Dear Maria,
I love you more than anything in this world. I honestly don’t know what I would do without you. You’re the reason I smile. I remember the time when you called me a "bad sister" and said that you were a better sister to Alessio. That really hurt me, Maria. I cried that night. I know you're only 10, but it still stung because I always try to be the best sister to you.
It also hurts when you get annoyed with me just for trying to talk to you. I wish we could talk more, but I understand you. I know you’re starting to go through puberty, and I know it’s a tough time. I just hope that one day, you’ll understand what I’ve been through. More than anything, I hope you never have to go through the same things I have, at my age or any age. I really hope you can enjoy the rest of your childhood without any of the struggles I’ve faced.

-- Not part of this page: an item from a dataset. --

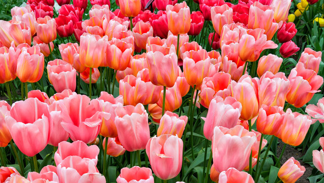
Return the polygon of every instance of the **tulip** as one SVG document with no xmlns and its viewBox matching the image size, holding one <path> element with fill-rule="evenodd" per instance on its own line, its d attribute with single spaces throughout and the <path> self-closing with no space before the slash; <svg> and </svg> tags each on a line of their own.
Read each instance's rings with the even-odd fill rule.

That one time I saw you step on the scale in the bathroom, my heart just sank. I saw so much of myself in you in that moment. Then I saw you doing workouts in your room, and I came to you to say, "Please, don’t start this at such a young age. Please, just enjoy your childhood." I didn’t know if you could see the tears in my eyes, but I was really on the verge of crying. It broke my heart.
Then, that time when Mom caught you on the scale, her words hurt more than I expected. She said, "What the hell are you doing? Are you starting now like your sister?" Her voice was so harsh. It stung. I cried that night, too.
I just want you to know, Maria: Enjoy the rest of your childhood. Please, enjoy it. Don’t let the things that hurt me start to hurt you. I love you more than words can say.